**Breakthrough in Primate Research: Birth of a Chimeric Monkey**
Chinese researchers have reported the first live birth of a chimeric monkey, a significant breakthrough in primate research. This achievement opens new avenues in understanding stem cell pluripotency and has significant implications for genetic engineering and biomedical studies.
A team of researchers in China has reported the live birth of a monkey that contains a high proportion of cells derived from a monkey stem cell line. This “chimeric” monkey is composed of cells that originate from two genetically distinct embryos of the same species of monkey. This has previously been demonstrated in rats and mice but, until now, has not been possible in other species, including non-human primates. The details of the research were reported in the journal Cell on November 9.
“This is a long-sought goal in the field,” says senior author Zhen Liu of the Chinese Academy of Sciences (CAS). “This research not only has implications for understanding naive pluripotency in other primates, including humans, but it also has relevant practical implications for genetic engineering and species conservation. Specifically, this work could help us to generate more precise monkey models for studying neurological diseases as well as for other biomedicine studies.”
The monkeys used in the study were cynomolgus monkeys, also known as crab-eating or long-tailed macaques, a primate common in biomedical research. The scientists were successful in generating chimeric monkeys by injecting a subset of stem cells into early monkey morula embryos (embryos that are 4-5 days old). The embryos were then implanted into female macaques, resulting in 12 pregnancies and six live births.
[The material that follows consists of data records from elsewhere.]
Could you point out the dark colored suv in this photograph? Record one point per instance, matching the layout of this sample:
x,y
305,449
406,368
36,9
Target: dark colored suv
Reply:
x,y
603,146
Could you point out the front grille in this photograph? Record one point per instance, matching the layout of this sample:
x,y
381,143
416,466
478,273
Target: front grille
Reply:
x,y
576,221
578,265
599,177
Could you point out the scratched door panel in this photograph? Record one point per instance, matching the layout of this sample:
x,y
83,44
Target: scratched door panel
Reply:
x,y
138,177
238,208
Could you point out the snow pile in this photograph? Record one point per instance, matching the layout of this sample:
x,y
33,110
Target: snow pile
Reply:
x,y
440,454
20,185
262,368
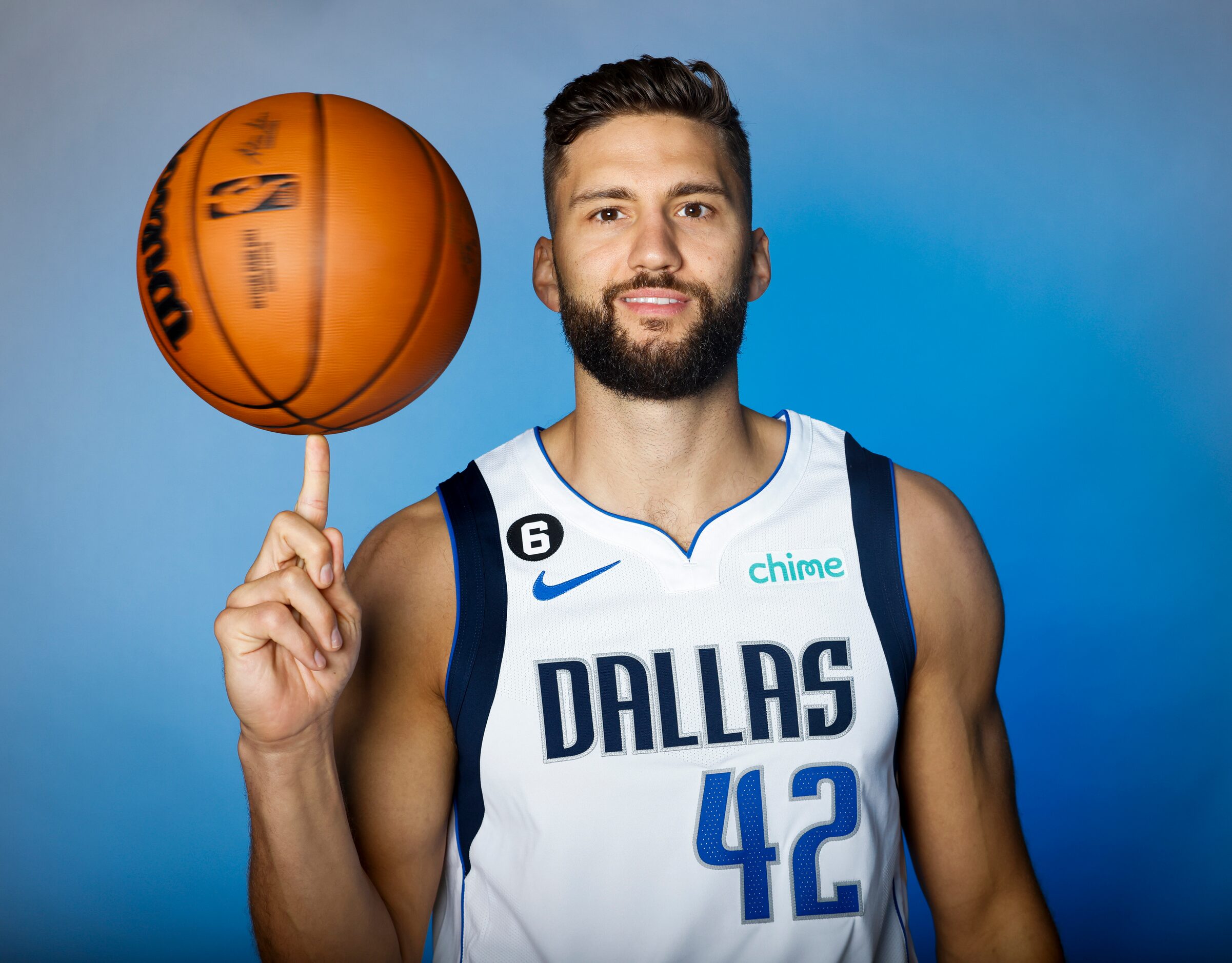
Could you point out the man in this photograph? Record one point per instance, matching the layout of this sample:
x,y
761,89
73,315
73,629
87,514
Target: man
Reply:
x,y
652,683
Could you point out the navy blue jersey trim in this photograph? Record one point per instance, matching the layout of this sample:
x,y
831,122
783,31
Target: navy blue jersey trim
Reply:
x,y
479,636
875,519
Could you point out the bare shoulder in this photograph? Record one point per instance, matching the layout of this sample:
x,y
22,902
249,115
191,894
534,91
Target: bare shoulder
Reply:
x,y
951,584
402,577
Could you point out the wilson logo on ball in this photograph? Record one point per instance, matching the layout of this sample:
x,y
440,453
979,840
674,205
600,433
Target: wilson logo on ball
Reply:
x,y
172,313
249,195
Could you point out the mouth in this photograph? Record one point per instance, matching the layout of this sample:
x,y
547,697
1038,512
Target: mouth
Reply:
x,y
654,302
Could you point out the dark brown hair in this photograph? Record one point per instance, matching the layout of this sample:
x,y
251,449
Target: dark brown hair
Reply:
x,y
646,85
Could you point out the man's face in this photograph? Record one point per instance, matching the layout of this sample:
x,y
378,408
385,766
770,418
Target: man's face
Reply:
x,y
652,262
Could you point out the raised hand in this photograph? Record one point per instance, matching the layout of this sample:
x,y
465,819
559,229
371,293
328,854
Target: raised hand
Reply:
x,y
290,634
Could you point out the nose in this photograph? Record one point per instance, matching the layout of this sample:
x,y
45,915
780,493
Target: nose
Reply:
x,y
654,246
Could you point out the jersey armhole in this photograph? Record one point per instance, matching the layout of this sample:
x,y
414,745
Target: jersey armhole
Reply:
x,y
875,521
479,636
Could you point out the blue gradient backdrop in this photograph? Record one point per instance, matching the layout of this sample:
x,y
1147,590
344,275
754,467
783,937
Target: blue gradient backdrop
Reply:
x,y
1001,242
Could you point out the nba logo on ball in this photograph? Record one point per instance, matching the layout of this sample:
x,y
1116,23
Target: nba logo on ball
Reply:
x,y
308,264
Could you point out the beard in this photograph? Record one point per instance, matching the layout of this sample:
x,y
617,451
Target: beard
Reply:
x,y
657,370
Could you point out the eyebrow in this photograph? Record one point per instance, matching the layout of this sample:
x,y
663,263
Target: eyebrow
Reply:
x,y
624,194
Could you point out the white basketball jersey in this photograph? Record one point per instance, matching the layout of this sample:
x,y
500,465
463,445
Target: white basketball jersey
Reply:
x,y
669,754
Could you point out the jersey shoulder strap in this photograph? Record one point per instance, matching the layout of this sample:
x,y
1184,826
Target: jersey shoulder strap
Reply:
x,y
479,634
875,519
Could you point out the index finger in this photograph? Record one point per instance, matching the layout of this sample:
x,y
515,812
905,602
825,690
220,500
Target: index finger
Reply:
x,y
313,501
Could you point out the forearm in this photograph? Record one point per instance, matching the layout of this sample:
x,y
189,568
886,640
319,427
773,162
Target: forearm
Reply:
x,y
308,893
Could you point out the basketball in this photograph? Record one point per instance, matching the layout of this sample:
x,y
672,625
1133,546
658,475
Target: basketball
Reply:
x,y
308,264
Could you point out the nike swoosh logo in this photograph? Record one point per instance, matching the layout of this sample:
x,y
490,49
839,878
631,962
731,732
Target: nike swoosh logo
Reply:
x,y
544,591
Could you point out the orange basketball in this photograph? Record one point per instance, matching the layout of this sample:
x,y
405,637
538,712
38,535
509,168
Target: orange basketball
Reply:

An analysis confirmed that one monkey that was born alive and one fetus that was miscarried were substantially chimeric, containing cells that grew out of the stem cells throughout their bodies.
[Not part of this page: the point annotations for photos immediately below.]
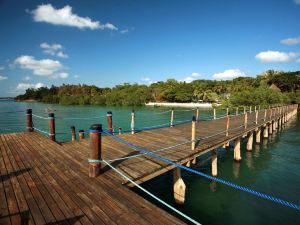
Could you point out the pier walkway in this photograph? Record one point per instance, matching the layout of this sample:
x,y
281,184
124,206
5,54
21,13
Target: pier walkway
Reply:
x,y
45,182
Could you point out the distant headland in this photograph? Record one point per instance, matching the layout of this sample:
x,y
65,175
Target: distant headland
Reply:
x,y
270,87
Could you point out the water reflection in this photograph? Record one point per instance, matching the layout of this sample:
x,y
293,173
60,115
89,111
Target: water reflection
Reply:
x,y
236,169
257,150
248,160
213,185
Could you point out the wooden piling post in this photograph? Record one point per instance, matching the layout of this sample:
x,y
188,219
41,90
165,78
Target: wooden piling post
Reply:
x,y
271,127
81,135
29,123
227,124
95,146
257,135
237,150
214,163
256,117
73,133
109,122
179,187
215,115
132,122
193,133
266,131
250,141
51,124
246,120
172,117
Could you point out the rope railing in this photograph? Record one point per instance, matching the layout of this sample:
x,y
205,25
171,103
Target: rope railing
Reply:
x,y
152,195
239,187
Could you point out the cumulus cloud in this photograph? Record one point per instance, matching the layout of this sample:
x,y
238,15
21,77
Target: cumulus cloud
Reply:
x,y
229,74
124,31
3,78
191,77
62,75
147,80
43,67
276,56
53,49
64,16
27,78
291,41
25,86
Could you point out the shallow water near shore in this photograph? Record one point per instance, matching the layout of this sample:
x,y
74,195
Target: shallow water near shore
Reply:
x,y
271,168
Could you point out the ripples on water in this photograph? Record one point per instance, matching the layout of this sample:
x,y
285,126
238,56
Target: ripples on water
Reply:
x,y
272,167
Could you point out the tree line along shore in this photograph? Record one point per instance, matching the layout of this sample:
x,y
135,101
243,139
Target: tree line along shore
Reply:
x,y
270,87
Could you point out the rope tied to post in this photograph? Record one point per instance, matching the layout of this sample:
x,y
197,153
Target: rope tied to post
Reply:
x,y
239,187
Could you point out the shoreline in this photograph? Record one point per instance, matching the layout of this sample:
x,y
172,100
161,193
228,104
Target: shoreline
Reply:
x,y
184,105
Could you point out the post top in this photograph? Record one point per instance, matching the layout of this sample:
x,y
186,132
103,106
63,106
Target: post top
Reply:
x,y
96,127
51,115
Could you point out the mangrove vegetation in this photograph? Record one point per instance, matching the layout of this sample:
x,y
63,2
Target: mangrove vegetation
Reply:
x,y
271,87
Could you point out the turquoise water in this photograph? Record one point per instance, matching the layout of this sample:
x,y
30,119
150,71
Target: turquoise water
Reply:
x,y
272,167
12,117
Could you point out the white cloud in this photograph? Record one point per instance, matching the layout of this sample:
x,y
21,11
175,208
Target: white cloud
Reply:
x,y
195,74
191,77
229,74
53,49
62,75
146,79
276,56
291,41
43,67
62,54
64,16
124,31
27,78
25,86
3,78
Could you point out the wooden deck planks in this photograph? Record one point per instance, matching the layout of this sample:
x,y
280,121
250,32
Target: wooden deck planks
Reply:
x,y
57,190
43,182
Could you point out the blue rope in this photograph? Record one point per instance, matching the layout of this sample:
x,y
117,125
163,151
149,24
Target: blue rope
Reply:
x,y
259,194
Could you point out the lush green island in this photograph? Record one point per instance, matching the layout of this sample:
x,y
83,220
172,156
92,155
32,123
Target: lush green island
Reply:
x,y
271,87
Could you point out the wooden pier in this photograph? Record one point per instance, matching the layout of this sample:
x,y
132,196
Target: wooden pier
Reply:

“This work helps us to better understand naive pluripotency in primate cells,” adds co-corresponding author Qiang Sun of CAS. “In the future, we will try to increase the efficiency of this method for generating chimeric monkeys by optimizing the culture conditions for the stem cells, the cultures for the blastocysts where the stem cells are inserted, or both.”
The implications of this breakthrough are vast, ranging from improving our understanding of stem cell pluripotency to providing new possibilities for genetic engineering and species conservation. The researchers’ findings pave the way for groundbreaking developments in the field of biomedicine and primate research.